User Centric Security or 'Think like the User'

George Viegas, Chief Information Security Officer (CISO) and Privacy Champion, Chapman University

The term ‘think like a hacker’ has been used widely to indicate a mindset required for penetration testing among other things. The reasoning is that good guys think one way and in order to really explore the vulnerabilities in a system, one has to think differently and get into the mind and tools used by the fraudsters.

A good analogy is the physical equivalent wherein the homeowner views security by ensuring that the front and back door is locked, windows locked and curtains drawn. However the burglar (hacker) looking at the house sees a glass door that can be easily broken or a tree stump that can be used to vault to the 2nd floor door which maybe not locked.

In a like fashion it is time to also ‘think like the user’. Think –like-the-user or user centric security is the counterpoint to ‘think like a hacker’. If one can think – like-the-user then one is better able to protect against the ‘think like a hacker’ threats. Typically an organization would have a combination of the think like a hacker penetration attack testing and a user-centric defense setup to match.

Phishing training campaigns reach out to all parts of the organization and can be leveraged to inform users of how to connect to and work with the security team

Phishing

It is common for the security professional to be exasperated with the end user’s inability to identify the phish email. Wasn’t it clear that the sender’s email address came from a different email that that of the company email? However if one thinks like the user perhaps one realizes that some large number of users are reading email on mobile phones wherein the real estate is much smaller than desktop. Some phone email clients only show the spoofed display name of the email sender and not the full email address. With this understanding now it is much easier to understand why the user fell for the phish. Understanding the end user usage patterns help to better design preventative tools aimed at the usage pattern. For example adding a tag to email to indicate that email comes from an external source will be an additional warning to protect the mobile user.

End-user Training

Similar to the above example, a phishing training program aimed at the hover-over technique for desktop users may not be very effective if a majority of the phished users are on mobile, where they need to adapt the hover over technique to the unique mobile use case.

The user centric approaches also can identify the highest risk targets in the organization. For example, newest employees are most likely to not recognize the subtle differences in an email to help distinguish a fraudulent email request. These users should be prioritized for special and early new hire training.

‘Think like the business’

The think –like-the-user concept can be extended to ‘think like the business’. For example, when assessing risk of wire fraud, the user centric approach would expand the high risk areas from just the wire department to additional related departments. Traditionally, strengthening defenses around wire department is good, but what if a phished 3rd party vendor sends a bank account change to a facilities department who gets taken and then sends the change request to the wire department. Is the wire department prepared for an internal customer being phished and attesting to the change?

Connecting the user to security

In a majority of incidents the time to detect is critical. The faster a security or IT team is brought into the incident, the faster it is to address and fix the problem. Does the end user know how to recognize a security event? Does the end user know how to get to the security team?

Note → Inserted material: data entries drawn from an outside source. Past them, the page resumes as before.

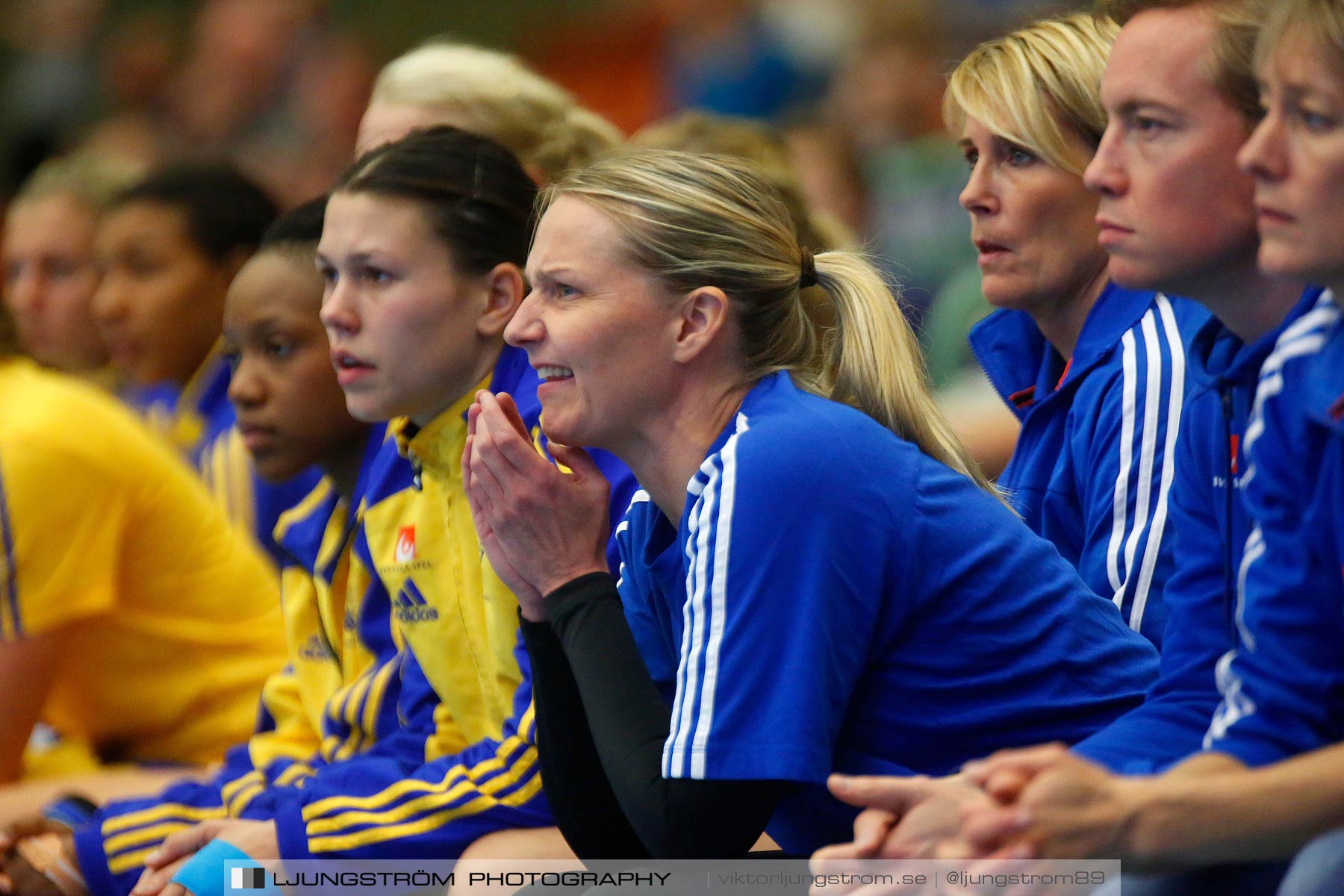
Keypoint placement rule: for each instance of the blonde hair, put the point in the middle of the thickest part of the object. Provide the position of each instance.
(1323, 20)
(702, 132)
(1039, 87)
(92, 180)
(714, 220)
(497, 96)
(1233, 58)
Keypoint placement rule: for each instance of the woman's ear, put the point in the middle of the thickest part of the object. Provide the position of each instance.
(705, 314)
(504, 290)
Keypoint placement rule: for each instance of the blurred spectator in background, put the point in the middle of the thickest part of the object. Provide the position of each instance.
(488, 93)
(168, 249)
(889, 97)
(702, 132)
(50, 87)
(50, 274)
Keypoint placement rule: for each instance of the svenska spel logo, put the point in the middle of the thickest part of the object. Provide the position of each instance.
(248, 877)
(405, 544)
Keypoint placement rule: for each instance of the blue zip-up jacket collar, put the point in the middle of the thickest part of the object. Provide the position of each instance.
(1011, 348)
(1218, 358)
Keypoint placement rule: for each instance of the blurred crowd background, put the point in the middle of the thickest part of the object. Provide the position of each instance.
(279, 87)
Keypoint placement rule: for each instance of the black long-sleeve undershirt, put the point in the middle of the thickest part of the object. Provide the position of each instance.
(601, 726)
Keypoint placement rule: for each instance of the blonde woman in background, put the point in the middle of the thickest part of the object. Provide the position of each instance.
(487, 93)
(1093, 371)
(50, 274)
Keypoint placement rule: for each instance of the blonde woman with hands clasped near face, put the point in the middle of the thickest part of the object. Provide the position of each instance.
(769, 625)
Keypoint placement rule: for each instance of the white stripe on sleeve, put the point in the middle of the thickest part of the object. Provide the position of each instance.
(1127, 437)
(1175, 401)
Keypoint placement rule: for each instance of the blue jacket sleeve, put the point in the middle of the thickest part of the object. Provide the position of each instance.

How does a security event get up the chain to security from a remote part of the business? Is the end user comfortable reaching out to the security team for help?

To this end, the security team has to create a culture of awareness and understanding which again depends on letting the user know it is ok to connect with security. A successful phishing training campaign is most useful for this. Phishing training campaigns reach out to all parts of the organization and can be leveraged to inform users of how to connect to and work with the security team. Users can be sent consistent messaging about security resources such as a webpage with contact information or current security status.

In the security industry we often refer to the ‘human firewall’ as being one of our layers of defense in a defense-in-depth strategy. However in order to leverage this human firewall and to maximize its effectiveness one has to also understand its weaknesses and strengths. Thinking like the user enables the security team to provide the right tools and training to strengthen the defense so that human firewall can truly reach its full potential.